### **Project Description:** This project compares the **accuracy of sentiment classification** of user food reviews using **VADER** (*Valence Aware Dictionary and Sentiment Reasoner*) and **BERT** (*Bidirectional Encoder Representations from Transformers*).The project utilizes the Kaggle Food Dataset (Link: https://www.kaggle.com/datasets/toygarr/datasets-for-natural-language-processing)

### **Install libraries**

In [None]:
%%capture
!pip install accelerate -U

### **Import libraries**

In [None]:
import nltk
import torch
import gdown
import re
import pandas as pd
from sklearn.model_selection import train_test_split
from sklearn.metrics import accuracy_score, f1_score
from nltk.sentiment.vader import SentimentIntensityAnalyzer
from transformers import BertTokenizer, BertForSequenceClassification, Trainer, TrainingArguments

# Download VADER lexicon
nltk.download('vader_lexicon')

[nltk_data] Downloading package vader_lexicon to /root/nltk_data...
[nltk_data]   Package vader_lexicon is already up-to-date!


True

### **Load and observe data**

In [None]:
url = 'https://drive.google.com/uc?id=1WjpirD4dZ0jBSUeF2-pvN9EODLS5tTHi'
output = 'reviews.csv'
gdown.download(url, output, quiet=True)

df = pd.read_csv('reviews.csv')
df.info()
df.head()

<class 'pandas.core.frame.DataFrame'>
RangeIndex: 145293 entries, 0 to 145292
Data columns (total 2 columns):
 #   Column  Non-Null Count   Dtype 
---  ------  --------------   ----- 
 0   text    145293 non-null  object
 1   Y       145293 non-null  int64 
dtypes: int64(1), object(1)
memory usage: 2.2+ MB


Unnamed: 0,text,Y
0,this is the perfect blend of spice and sweet i...,1
1,the only coffee shop in town that carried big ...,1
2,this was a great price but amazon is not going...,1
3,while i love this product i feel disappointed ...,1
4,i have color treated hair and wanted to try th...,0


###  **Split data into train (80%) and test (20%)**

In [None]:
train_df, test_df = train_test_split(df, test_size=0.2, random_state=42)

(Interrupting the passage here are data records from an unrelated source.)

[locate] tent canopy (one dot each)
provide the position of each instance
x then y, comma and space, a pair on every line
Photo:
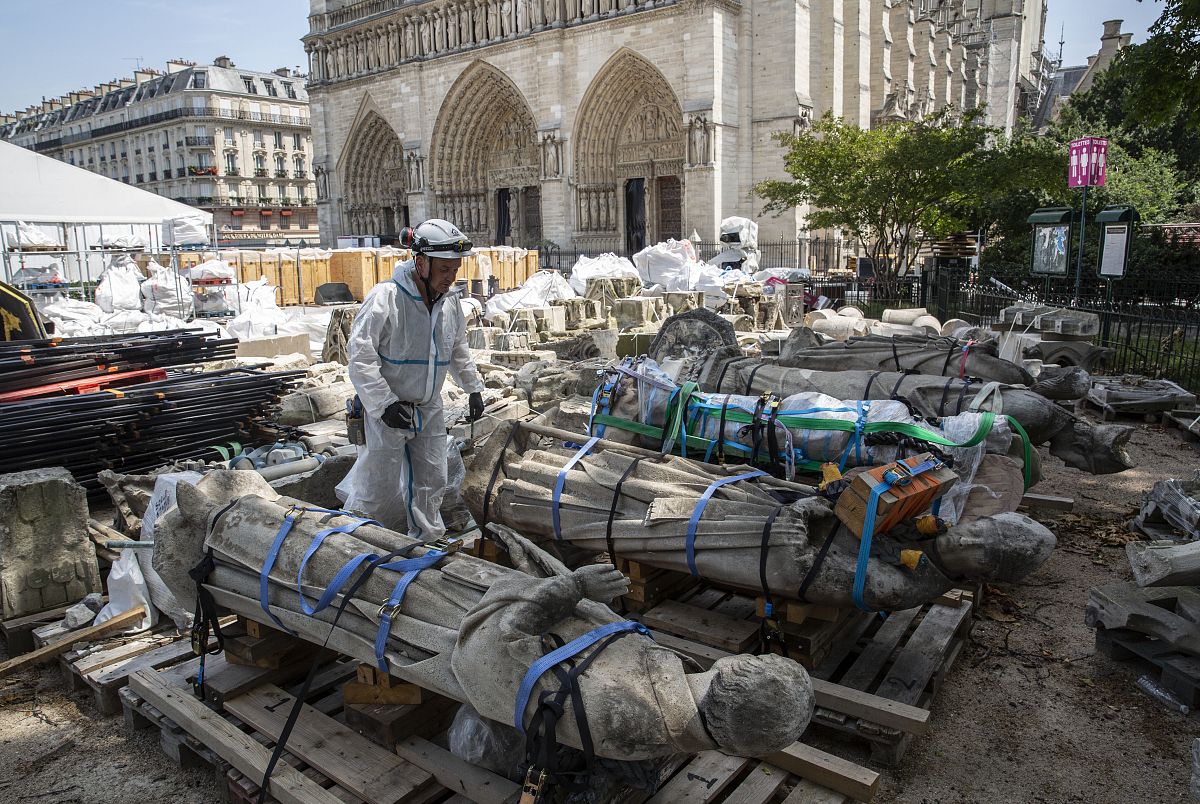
39, 189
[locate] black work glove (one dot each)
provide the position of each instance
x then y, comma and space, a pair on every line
399, 415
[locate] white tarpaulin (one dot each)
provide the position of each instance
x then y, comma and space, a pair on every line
39, 189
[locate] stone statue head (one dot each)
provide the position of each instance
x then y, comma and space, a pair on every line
1096, 449
753, 706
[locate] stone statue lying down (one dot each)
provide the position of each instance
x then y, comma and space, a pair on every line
471, 630
1097, 449
658, 499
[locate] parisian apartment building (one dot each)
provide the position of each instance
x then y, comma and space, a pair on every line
233, 142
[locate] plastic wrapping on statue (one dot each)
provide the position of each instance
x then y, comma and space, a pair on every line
486, 743
605, 267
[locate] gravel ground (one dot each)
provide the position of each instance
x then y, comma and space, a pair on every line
1029, 713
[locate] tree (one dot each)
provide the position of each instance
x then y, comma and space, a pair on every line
1167, 72
903, 185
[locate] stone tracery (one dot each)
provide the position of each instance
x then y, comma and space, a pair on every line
375, 175
484, 142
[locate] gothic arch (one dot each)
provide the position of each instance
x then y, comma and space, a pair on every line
629, 127
375, 178
484, 144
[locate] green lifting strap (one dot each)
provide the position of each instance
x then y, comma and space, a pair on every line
987, 421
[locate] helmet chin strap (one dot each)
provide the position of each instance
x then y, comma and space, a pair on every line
425, 280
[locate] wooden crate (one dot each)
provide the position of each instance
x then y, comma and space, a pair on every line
313, 274
355, 269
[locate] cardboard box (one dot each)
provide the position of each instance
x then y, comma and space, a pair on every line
904, 501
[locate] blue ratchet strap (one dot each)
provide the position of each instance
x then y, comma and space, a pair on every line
264, 575
342, 575
411, 569
891, 478
568, 651
690, 539
562, 481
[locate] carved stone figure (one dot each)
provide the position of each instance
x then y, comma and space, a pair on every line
471, 630
658, 501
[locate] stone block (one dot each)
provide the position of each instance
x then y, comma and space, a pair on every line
513, 342
46, 557
483, 337
639, 312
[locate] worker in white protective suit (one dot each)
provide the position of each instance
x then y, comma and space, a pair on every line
409, 331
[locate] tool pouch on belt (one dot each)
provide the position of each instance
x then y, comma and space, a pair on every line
355, 431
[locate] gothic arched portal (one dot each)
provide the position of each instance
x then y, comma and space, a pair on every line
485, 166
629, 156
375, 185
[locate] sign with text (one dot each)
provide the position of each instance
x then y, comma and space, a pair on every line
1089, 162
1115, 251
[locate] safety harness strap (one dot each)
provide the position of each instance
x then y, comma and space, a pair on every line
690, 539
568, 651
562, 480
900, 475
411, 569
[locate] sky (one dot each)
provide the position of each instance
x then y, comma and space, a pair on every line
53, 47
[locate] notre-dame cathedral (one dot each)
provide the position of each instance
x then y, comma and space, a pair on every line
601, 125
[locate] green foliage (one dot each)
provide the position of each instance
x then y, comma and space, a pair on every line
901, 185
1167, 71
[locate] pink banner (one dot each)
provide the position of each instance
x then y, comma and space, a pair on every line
1089, 162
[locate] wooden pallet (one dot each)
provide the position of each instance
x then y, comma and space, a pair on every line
325, 759
1176, 672
105, 669
905, 659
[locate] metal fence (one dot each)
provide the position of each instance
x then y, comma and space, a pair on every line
1151, 324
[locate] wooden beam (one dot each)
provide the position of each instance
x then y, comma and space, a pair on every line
459, 775
828, 771
52, 651
369, 771
874, 708
287, 785
1164, 563
1048, 502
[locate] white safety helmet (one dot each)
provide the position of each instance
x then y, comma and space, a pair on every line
437, 238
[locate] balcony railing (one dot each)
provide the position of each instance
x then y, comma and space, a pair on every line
173, 114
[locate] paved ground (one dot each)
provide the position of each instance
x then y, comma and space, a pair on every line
1029, 713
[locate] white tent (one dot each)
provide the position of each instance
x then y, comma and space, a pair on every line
40, 190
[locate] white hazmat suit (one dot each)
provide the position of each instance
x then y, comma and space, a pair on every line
400, 349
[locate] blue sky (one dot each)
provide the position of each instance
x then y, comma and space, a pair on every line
52, 47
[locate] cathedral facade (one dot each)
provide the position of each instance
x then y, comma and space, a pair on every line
604, 125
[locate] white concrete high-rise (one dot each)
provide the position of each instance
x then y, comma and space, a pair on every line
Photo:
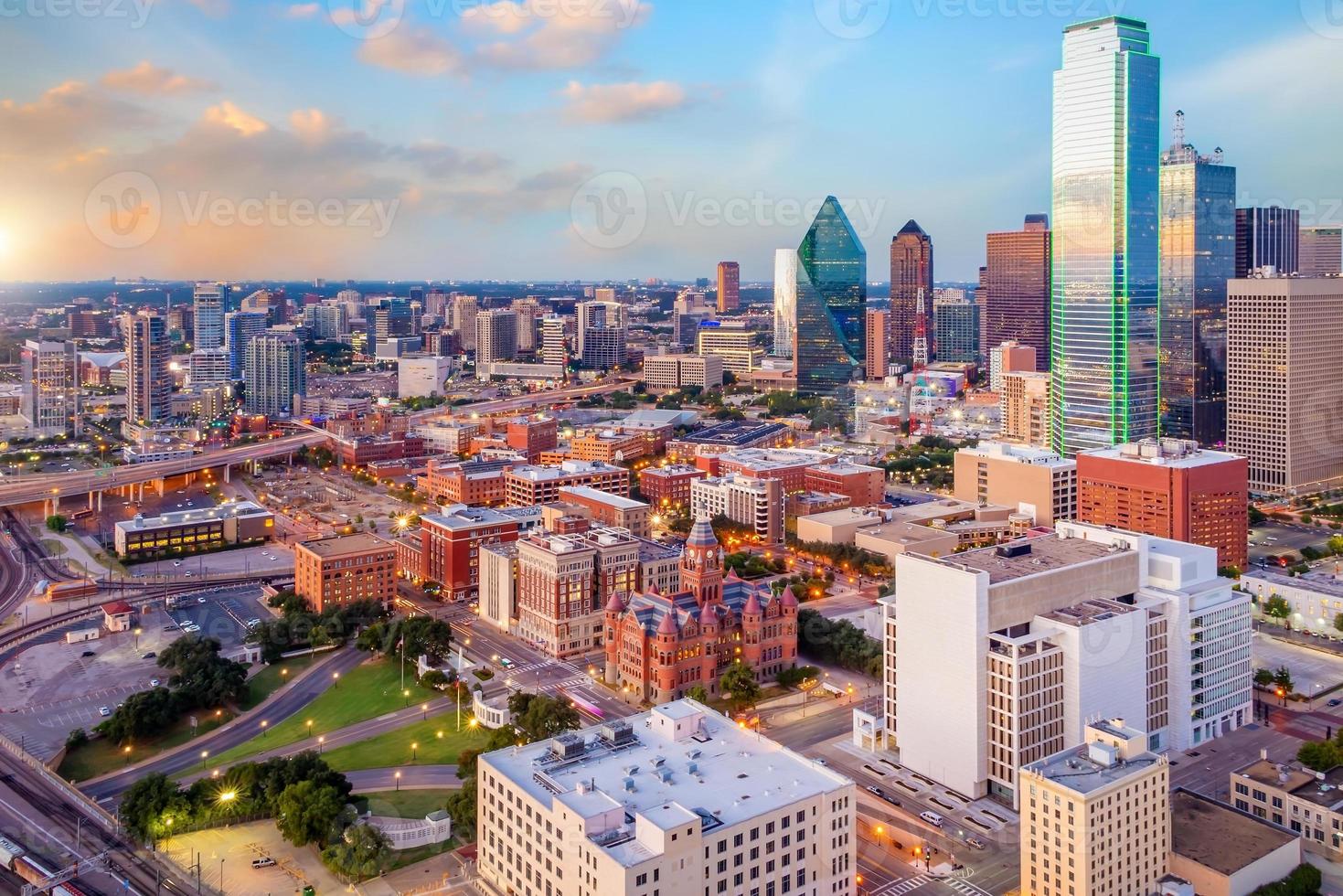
209, 300
784, 300
1034, 638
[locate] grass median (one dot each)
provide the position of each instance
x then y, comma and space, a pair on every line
432, 741
366, 692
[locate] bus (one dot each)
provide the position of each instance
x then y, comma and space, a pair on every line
71, 590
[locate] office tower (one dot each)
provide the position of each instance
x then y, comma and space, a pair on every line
1010, 357
1097, 821
50, 389
1268, 238
1024, 407
208, 315
1034, 638
553, 349
464, 320
275, 371
877, 343
955, 324
1016, 286
148, 382
528, 314
730, 286
1171, 489
784, 300
832, 297
1322, 251
496, 336
392, 318
1199, 257
326, 321
240, 329
208, 367
1284, 338
1018, 475
1104, 245
601, 335
733, 341
911, 289
626, 807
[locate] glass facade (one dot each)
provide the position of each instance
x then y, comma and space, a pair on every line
1199, 257
1105, 217
832, 304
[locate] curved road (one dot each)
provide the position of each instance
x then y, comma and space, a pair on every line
238, 731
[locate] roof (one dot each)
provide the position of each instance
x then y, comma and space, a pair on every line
676, 764
1220, 837
343, 544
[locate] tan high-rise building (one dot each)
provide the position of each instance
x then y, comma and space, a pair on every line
1094, 819
653, 804
1284, 337
1024, 406
879, 343
1033, 480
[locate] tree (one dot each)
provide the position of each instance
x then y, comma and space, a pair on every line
741, 687
1277, 607
363, 852
309, 813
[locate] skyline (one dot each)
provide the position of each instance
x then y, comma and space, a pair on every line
432, 187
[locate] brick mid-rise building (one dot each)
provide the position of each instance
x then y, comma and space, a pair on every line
1171, 489
344, 570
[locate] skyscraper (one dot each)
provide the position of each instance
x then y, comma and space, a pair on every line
1268, 237
1322, 251
911, 288
496, 336
1105, 208
784, 300
50, 397
148, 382
275, 374
1199, 257
1016, 289
240, 328
829, 340
730, 286
208, 316
877, 343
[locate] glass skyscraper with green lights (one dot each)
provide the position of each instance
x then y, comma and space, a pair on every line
832, 297
1105, 245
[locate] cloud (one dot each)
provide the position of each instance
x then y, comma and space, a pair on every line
226, 114
629, 101
414, 53
540, 34
65, 120
149, 80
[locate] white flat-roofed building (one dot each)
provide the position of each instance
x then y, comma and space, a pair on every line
676, 801
1031, 638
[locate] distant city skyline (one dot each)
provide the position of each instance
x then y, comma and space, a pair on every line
229, 166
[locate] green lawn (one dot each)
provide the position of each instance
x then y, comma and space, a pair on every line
401, 804
98, 756
394, 747
272, 677
367, 690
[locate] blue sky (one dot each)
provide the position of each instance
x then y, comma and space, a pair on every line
478, 140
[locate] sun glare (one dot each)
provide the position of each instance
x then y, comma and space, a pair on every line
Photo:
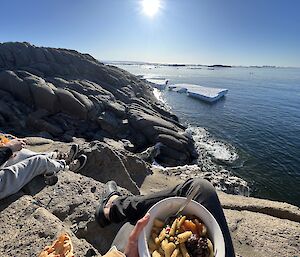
151, 7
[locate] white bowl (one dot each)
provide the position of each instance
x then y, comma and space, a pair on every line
168, 207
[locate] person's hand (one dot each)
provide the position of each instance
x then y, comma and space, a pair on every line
16, 144
131, 249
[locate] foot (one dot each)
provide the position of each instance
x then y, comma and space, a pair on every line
72, 153
78, 163
110, 193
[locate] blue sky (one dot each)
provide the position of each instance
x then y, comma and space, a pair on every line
237, 32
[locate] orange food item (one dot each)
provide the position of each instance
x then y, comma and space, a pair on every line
62, 247
188, 225
199, 226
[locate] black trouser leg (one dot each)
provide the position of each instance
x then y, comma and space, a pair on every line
132, 208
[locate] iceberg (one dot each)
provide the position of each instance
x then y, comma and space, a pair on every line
158, 83
208, 94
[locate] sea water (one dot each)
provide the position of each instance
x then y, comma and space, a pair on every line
254, 131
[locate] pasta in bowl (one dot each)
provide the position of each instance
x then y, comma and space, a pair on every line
195, 233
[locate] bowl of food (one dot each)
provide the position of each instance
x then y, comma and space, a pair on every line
194, 233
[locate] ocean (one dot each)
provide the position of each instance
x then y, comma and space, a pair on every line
254, 130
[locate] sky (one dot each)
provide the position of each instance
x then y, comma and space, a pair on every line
234, 32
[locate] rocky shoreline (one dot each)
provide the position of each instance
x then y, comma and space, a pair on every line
63, 96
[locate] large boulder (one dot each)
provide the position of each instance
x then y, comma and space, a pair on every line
105, 163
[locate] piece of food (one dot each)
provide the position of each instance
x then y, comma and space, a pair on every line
158, 223
201, 228
182, 219
156, 254
152, 246
181, 237
188, 225
175, 253
183, 250
173, 228
168, 249
162, 235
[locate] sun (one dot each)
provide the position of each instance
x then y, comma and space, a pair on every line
151, 7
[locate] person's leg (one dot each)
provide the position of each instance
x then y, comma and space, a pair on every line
132, 208
14, 177
25, 154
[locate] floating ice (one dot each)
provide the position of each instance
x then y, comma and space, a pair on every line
208, 94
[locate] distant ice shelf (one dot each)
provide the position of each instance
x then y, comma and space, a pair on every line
158, 83
207, 94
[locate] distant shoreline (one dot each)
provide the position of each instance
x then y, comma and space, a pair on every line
194, 65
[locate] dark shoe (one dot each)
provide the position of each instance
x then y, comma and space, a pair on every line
78, 164
72, 153
109, 190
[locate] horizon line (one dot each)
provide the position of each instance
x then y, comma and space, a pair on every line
193, 64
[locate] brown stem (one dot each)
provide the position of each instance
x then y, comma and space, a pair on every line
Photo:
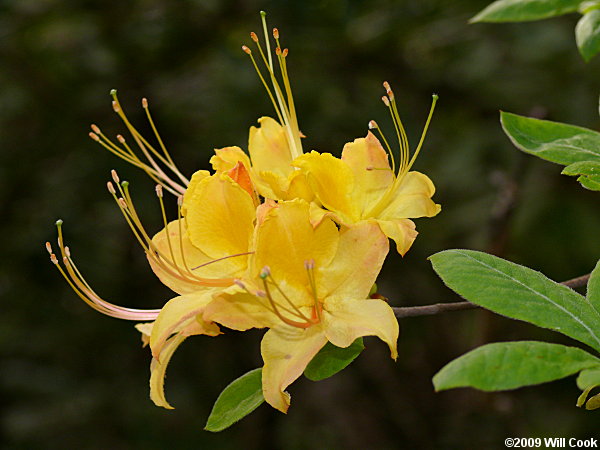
437, 308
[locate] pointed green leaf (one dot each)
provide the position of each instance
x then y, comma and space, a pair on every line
237, 400
518, 292
593, 288
552, 141
587, 34
591, 182
582, 168
525, 10
331, 359
509, 365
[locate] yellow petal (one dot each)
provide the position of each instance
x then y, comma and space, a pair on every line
158, 368
286, 240
177, 315
220, 218
197, 177
332, 182
180, 261
286, 352
345, 320
411, 199
226, 159
361, 251
145, 329
268, 147
240, 311
372, 173
401, 231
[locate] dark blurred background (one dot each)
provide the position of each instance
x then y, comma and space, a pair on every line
72, 378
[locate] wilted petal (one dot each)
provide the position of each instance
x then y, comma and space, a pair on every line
402, 231
372, 173
220, 218
411, 199
332, 182
361, 251
286, 352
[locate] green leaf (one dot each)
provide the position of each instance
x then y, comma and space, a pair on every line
552, 141
589, 171
525, 10
518, 292
590, 182
593, 288
331, 359
587, 34
510, 365
238, 399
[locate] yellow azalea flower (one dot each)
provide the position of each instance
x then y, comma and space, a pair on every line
309, 284
362, 185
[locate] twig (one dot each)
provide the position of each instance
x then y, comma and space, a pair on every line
437, 308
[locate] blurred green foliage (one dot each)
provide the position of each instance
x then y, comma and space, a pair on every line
71, 378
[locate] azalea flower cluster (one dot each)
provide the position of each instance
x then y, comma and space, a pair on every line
273, 238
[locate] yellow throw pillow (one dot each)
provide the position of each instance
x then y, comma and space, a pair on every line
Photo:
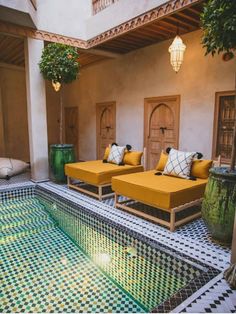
132, 158
162, 162
200, 168
107, 152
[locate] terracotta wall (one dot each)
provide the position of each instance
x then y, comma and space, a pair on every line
14, 113
147, 73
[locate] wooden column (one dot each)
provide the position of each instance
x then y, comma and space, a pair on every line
233, 256
36, 107
2, 134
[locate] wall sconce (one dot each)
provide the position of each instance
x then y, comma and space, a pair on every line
176, 50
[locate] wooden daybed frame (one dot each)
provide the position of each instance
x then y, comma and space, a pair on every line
98, 195
172, 224
97, 174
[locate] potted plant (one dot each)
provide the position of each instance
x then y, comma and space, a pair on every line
59, 64
218, 209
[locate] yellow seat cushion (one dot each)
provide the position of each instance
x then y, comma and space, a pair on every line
200, 168
96, 172
159, 191
132, 158
162, 161
106, 153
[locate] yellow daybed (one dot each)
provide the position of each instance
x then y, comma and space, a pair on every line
168, 193
96, 173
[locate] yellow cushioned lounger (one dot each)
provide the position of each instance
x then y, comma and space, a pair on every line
170, 194
96, 173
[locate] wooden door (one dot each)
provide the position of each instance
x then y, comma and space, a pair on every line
71, 127
106, 126
225, 115
161, 126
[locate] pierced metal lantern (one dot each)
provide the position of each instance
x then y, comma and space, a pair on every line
176, 50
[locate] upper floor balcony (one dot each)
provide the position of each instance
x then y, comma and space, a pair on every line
99, 5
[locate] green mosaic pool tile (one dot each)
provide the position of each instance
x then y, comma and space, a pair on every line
46, 272
149, 275
14, 209
32, 216
11, 234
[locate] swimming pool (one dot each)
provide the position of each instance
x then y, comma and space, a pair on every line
74, 261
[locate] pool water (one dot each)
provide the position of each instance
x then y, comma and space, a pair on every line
98, 268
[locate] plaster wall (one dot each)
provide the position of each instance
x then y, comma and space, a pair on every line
121, 11
14, 113
147, 73
63, 17
19, 12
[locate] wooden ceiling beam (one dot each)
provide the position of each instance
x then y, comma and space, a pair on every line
180, 23
190, 18
151, 33
3, 42
119, 42
193, 10
163, 30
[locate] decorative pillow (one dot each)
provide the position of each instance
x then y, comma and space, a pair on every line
162, 162
200, 168
116, 154
132, 158
106, 153
179, 163
10, 167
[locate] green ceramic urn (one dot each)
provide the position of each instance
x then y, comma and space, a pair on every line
61, 154
219, 204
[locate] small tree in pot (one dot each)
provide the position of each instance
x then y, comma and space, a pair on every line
219, 35
59, 64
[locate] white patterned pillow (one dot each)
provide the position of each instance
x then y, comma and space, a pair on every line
179, 163
116, 154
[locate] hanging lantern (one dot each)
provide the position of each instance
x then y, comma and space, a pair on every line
56, 86
176, 51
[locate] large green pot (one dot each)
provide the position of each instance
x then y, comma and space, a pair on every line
219, 203
61, 154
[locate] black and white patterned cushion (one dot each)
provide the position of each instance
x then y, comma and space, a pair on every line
116, 154
179, 163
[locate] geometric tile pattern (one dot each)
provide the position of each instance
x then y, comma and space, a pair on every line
20, 178
206, 251
192, 239
46, 272
148, 275
219, 298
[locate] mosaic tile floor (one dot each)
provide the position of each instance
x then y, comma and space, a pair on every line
44, 271
21, 178
192, 239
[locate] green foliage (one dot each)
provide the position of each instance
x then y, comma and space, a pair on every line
219, 26
59, 63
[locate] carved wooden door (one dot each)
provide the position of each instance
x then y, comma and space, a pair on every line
225, 115
106, 126
71, 127
161, 126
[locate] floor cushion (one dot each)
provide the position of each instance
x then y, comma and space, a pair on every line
10, 167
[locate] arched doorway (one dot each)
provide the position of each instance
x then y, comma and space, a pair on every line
106, 126
161, 126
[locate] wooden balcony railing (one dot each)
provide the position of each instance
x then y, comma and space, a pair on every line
34, 4
99, 5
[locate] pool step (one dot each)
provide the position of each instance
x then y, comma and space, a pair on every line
15, 209
27, 216
13, 233
22, 218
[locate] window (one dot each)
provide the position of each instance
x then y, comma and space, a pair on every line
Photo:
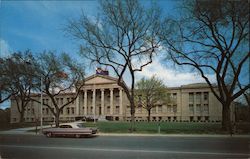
206, 109
174, 97
160, 109
198, 97
191, 97
175, 108
205, 96
139, 109
117, 109
68, 111
108, 109
191, 108
61, 101
128, 109
198, 108
169, 108
154, 110
206, 118
191, 118
199, 118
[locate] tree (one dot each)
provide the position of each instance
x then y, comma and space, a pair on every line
123, 38
4, 82
150, 93
212, 37
18, 79
59, 75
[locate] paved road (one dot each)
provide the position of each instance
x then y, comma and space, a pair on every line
134, 147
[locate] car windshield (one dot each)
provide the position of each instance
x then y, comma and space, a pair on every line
80, 125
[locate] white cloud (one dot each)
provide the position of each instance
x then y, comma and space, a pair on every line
5, 49
171, 76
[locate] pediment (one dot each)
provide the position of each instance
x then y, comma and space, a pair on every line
100, 79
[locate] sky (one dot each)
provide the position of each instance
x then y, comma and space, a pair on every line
38, 26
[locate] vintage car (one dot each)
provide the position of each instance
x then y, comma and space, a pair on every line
70, 129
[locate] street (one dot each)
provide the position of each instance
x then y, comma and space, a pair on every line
108, 147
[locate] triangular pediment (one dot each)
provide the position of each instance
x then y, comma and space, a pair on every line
100, 79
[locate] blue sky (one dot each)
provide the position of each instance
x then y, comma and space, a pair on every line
38, 26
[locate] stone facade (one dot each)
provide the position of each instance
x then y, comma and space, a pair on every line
102, 98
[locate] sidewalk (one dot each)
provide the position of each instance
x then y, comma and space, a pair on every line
25, 131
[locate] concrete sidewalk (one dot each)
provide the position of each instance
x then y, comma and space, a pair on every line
26, 131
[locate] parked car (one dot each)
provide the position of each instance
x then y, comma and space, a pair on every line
70, 129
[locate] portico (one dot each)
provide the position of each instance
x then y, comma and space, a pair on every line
101, 97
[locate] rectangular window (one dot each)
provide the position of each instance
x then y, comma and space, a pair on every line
174, 97
198, 97
191, 108
154, 110
108, 109
117, 109
68, 111
61, 101
206, 96
128, 109
169, 108
206, 109
191, 97
198, 108
160, 109
175, 108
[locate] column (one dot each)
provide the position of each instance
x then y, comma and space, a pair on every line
93, 101
102, 101
85, 101
120, 104
77, 105
111, 101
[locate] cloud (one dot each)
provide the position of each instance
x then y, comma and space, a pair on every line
171, 76
5, 49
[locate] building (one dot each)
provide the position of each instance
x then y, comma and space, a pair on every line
101, 94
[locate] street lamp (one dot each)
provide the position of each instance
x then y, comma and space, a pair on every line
41, 106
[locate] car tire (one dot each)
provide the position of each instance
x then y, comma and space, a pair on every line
49, 134
77, 135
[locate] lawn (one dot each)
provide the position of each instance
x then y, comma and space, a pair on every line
153, 127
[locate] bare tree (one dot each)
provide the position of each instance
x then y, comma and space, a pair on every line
212, 37
150, 93
123, 38
59, 75
18, 79
5, 82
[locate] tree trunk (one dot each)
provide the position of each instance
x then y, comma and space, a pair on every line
57, 119
21, 120
226, 117
132, 128
149, 113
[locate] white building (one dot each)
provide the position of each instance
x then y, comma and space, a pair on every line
101, 94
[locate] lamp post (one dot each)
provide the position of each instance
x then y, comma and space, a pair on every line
41, 106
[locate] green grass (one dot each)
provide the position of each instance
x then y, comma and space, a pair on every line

### **Preprocess the reviews**

In [None]:
def preprocess_text(text):
    text = text.lower()  # Convert to lowercase
    text = re.sub(r'[^a-zA-Z\s]', '', text)  # Remove special characters
    return text

# Apply preprocessing
train_df['text'] = train_df['text'].apply(preprocess_text)
test_df['text'] = test_df['text'].apply(preprocess_text)

### **Analyse sentiment of reviews using VADER**

In [None]:
# Initialize VADER sentiment analyzer
vader = SentimentIntensityAnalyzer()

# Define a function to get sentiment scores
def vader_sentiment(text):
    scores = vader.polarity_scores(text)
    return 1 if scores['compound'] >= 0 else 0  # Binary classification

# Apply VADER to the test dataset
test_df['vader_sentiment'] = test_df['text'].apply(vader_sentiment)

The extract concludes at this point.